Forensics Writing Prompt

Forensics is the study of evidence—small, specific traces that help us piece together what happened. As writers, we do something similar. We leave narrative evidence on the page: hints, patterns, symbols, objects, absences. The details we choose are what guide a reader’s understanding of character, conflict, place, and emotional stakes.

This prompt invites you to write with the mindset of a forensic investigator—but also as someone aware that you’re planting evidence of your own. What will a reader find if they look closely?

 

Journaling

Conduct a “trace sweep” of your last 24 hours.

  • List five small items, smudges, or moments (e.g., a receipt, a half-finished text, a stain on your shirt, a forgotten to-do, a photo on your camera roll).
  • For each, write 2–3 lines about what it suggests—where you were, what mattered, what you ignored, what repeated.

 

Fiction

Write a scene or short story where the only way the truth is revealed is through small pieces of evidence.

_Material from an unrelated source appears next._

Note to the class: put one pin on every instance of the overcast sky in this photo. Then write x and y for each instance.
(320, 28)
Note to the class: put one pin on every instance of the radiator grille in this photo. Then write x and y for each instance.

  • Choose 3–5 objects that act as clues (a broken earring, a note in a jacket pocket, a mismatched mug, etc.).
  • Let the reader discover what happened not through dialogue or exposition, but through these traces.
  • Challenge: Write toward an emotional truth that’s being revealed through these clues, not a crime to murder mystery.

 

Creative Nonfiction

Write a short essay that explores what story your life is telling—based on physical evidence.

  • Choose three small, real-world objects you’ve interacted with lately. They could be mundane (an old grocery list) or meaningful (your mother’s mixing bowl).
  • Describe them in detail: what they look like, where they live, what you use them for.
  • Then, reflect: What do these objects reveal about your current state of mind, priorities, habits, or relationships? What patterns emerge?
  • Push further: What would a stranger misunderstand about these clues? What deeper truth would only you know how to read?

 

Poetry

Write a poem about someone who mattered deeply to you through the lens of forensic detail..

  • Imagine you’re building a case file on this person. What traces did they leave behind? What objects, habits, scents, or sayings could you dust for prints?
  • Focus on small, specific details: the contents of their glove box, the sound of their footsteps, the way they folded towels, the groceries they always bought.